コンピュータ900は、CPU901、主記憶装置902、補助記憶装置903、入出力インタフェース904、通信インタフェース905を備える。
上述の炉心計算装置10は、コンピュータ900に実装される。そして、上述した各機能は、プログラムの形式で補助記憶装置903に記憶されている。CPU901は、プログラムを補助記憶装置903から読み出して主記憶装置902に展開し、当該プログラムに従って上記処理を実行する。また、CPU901は、プログラムに従って、記憶領域を主記憶装置902に確保する。また、CPU901は、プログラムに従って、処理中のデータを記憶する記憶領域を補助記憶装置903に確保する。また、炉心計算装置10は、複数のコンピュータ900によって構成されてもよい。例えば、図1の詳細計算部122だけを別体のコンピュータに実装した2台構成としてもよいし、簡易熱水力計算、簡共鳴計算、詳細熱水力計算、詳細鳴計算、3次元輸送計算の各プログラムをそれぞれ1台ずつのコンピュータに実装した構成としてもよい。
【0027】
炉心計算装置10の全部または一部の機能を実現するためのプログラムをコンピュータ読み取り可能な記録媒体に記録して、この記録媒体に記録されたプログラムをコンピュータシステムに読み込ませ、実行することにより各機能部による処理を行ってもよい。ここでいう「コンピュータシステム」とは、OSや周辺機器等のハードウェアを含むものとする。また、「コンピュータシステム」は、WWWシステムを利用している場合であれば、ホームページ提供環境(あるいは表示環境)も含むものとする。また、「コンピュータ読み取り可能な記録媒体」とは、CD、DVD、USB等の可搬媒体、コンピュータシステムに内蔵されるハードディスク等の記憶装置のことをいう。また、このプログラムが通信回線によってコンピュータ900に配信される場合、配信を受けたコンピュータ900が当該プログラムを主記憶装置902に展開し、上記処理を実行しても良い。また、上記プログラムは、前述した機能の一部を実現するためのものであっても良く、さらに前述した機能をコンピュータシステムにすでに記録されているプログラムとの組み合わせで実現できるものであってもよい。
【0028】
以上のとおり、本開示に係るいくつかの実施形態を説明したが、これら全ての実施形態は、例として提示したものであり、発明の範囲を限定することを意図していない。これらの実施形態は、その他の様々な形態で実施されることが可能であり、発明の要旨を逸脱しない範囲で種々の省略、置き換え、変更を行うことができる。これらの実施形態及びその変形は、発明の範囲や要旨に含まれると同様に、特許請求の範囲に記載された発明とその均等の範囲に含まれる。
【0029】
<付記>
実施形態に記載の炉心計算方法、炉心計算装置及びプログラムは、例えば以下のように把握される。
【0030】
(1)第1の態様に係る炉心計算方法は、簡易な熱水力モデルおよび簡易な共鳴計算モデルに基づいて簡易な核熱反復計算を行い、出力分布を算出するステップと、前記簡易な核熱反復計算の計算結果が所定の収束条件を満たすか、又は、前記簡易な核熱反復計算N回の実行後にM回、詳細な熱水力モデルおよび詳細な共鳴計算モデルに基づいて詳細な核熱反復計算を行い、出力分布を算出するステップと、を有する。

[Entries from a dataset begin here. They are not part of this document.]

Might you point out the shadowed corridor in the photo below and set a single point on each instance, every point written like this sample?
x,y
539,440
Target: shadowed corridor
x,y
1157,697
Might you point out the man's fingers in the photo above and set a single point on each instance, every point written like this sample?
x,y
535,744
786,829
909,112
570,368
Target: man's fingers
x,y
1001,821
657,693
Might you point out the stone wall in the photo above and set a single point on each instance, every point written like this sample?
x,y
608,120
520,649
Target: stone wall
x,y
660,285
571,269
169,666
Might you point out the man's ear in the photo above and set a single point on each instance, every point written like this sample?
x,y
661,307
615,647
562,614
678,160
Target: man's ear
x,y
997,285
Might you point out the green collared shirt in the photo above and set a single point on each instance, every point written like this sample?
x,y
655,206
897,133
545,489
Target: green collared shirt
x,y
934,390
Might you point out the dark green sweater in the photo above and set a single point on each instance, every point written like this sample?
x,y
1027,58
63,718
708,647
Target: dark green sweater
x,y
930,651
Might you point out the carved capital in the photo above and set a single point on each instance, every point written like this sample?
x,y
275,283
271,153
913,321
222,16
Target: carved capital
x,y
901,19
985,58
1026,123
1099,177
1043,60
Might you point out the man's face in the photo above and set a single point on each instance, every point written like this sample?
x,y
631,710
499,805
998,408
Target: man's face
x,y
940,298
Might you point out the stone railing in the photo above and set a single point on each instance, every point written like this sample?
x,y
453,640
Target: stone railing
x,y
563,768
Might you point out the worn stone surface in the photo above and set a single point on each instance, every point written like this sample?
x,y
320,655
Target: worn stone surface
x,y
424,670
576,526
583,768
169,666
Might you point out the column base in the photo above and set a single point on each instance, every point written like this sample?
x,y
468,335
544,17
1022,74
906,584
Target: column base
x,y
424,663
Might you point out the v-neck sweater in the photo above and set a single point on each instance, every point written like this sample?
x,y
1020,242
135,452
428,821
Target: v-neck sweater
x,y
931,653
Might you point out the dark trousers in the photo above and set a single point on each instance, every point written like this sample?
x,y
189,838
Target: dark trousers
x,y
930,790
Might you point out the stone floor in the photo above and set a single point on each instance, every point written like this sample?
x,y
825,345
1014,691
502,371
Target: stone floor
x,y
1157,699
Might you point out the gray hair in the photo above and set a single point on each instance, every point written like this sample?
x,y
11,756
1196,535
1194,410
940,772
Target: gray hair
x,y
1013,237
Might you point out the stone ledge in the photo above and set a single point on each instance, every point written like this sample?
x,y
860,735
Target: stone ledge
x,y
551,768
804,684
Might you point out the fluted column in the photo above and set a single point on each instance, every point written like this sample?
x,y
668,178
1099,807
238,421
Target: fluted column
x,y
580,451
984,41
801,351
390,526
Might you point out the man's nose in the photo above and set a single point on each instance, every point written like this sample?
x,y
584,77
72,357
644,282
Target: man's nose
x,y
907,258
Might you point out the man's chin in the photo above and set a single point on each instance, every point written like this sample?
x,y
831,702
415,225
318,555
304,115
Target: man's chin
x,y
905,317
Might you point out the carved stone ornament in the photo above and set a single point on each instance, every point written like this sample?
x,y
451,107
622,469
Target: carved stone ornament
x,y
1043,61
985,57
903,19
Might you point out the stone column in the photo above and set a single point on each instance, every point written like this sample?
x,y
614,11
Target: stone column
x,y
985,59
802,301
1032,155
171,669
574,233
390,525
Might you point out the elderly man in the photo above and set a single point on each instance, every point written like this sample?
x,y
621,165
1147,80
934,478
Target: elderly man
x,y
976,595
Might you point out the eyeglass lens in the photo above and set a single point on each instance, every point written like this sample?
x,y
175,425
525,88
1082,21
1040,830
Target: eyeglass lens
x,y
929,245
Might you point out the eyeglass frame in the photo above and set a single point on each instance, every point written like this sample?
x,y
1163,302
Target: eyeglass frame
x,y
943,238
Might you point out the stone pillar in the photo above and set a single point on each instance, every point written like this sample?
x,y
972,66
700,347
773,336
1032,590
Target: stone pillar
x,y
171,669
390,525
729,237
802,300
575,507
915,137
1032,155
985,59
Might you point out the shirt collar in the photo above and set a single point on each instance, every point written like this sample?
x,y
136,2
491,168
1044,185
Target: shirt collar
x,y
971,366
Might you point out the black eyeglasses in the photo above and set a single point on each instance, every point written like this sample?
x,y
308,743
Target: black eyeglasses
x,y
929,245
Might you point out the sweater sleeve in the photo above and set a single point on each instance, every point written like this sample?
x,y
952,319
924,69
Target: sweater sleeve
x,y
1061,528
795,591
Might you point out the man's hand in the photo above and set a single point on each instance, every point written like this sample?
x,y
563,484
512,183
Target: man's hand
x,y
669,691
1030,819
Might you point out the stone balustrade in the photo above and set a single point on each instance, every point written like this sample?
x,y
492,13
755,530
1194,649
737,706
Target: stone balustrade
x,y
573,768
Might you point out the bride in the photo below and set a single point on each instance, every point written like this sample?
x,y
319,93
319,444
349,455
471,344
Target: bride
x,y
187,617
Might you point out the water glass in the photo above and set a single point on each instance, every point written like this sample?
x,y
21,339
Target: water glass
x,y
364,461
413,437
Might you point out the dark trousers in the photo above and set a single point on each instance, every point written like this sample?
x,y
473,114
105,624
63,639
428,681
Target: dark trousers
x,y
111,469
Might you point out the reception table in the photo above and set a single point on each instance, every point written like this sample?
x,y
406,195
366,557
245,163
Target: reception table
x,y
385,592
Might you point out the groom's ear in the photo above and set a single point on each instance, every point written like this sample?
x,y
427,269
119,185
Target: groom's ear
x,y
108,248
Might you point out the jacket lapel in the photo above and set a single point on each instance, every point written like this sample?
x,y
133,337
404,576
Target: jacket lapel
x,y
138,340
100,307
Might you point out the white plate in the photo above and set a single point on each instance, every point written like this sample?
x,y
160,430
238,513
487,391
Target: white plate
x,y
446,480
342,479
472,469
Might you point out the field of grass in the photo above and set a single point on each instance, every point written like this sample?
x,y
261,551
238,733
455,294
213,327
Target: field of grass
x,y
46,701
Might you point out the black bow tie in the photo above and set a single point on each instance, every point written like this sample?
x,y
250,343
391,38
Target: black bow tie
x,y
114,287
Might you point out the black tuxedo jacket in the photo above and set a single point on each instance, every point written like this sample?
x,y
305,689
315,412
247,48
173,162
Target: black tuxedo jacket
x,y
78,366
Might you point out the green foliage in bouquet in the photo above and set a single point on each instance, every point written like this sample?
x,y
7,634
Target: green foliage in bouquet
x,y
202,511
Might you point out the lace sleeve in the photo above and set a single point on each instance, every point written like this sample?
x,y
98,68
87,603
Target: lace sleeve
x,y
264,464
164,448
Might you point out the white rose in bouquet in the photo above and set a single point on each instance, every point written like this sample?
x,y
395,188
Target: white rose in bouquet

これにより、計算精度の低下を防ぎつつ短時間で炉心計算を実行することができる。例えば、N回の簡易な熱水力モデルおよび簡易な共鳴計算モデルに基づく簡易な核熱反復計算の後に、詳細な熱水力モデルおよび詳細な共鳴計算モデルに基づいて詳細な核熱反復計算をM回行うことで、常に詳細な核熱反復計算を行う場合よりも高速に(短時間で)炉心計算を進めることができる。また、簡易な核熱反復計算によって計算が収束しつつあると判断された後(例えば、出力分布の実効増倍率の残差が所定の閾値以下となった後)には、詳細な核熱反復計算を行うことで、計算精度を確保することができる。
【0031】
(2)第2の態様に係る炉心計算方法は、(1)の炉心計算方法であって、前記所定の収束条件は、前記簡易な核熱反復計算で算出した前記出力分布の実効増倍率の残差が所定の閾値以下となることである。
これにより、簡易な核熱反復計算の収束状況を判断し、詳細な核熱反復計算へ切り替えることができ、計算精度を維持することができる。
【0032】
(3)第3の態様に係る炉心計算方法は、(1)~(2)の炉心計算方法であって、簡易な熱水力モデルはクローズドチャネルモデル、簡易な共鳴計算モデルは非均質断面積テーブルである。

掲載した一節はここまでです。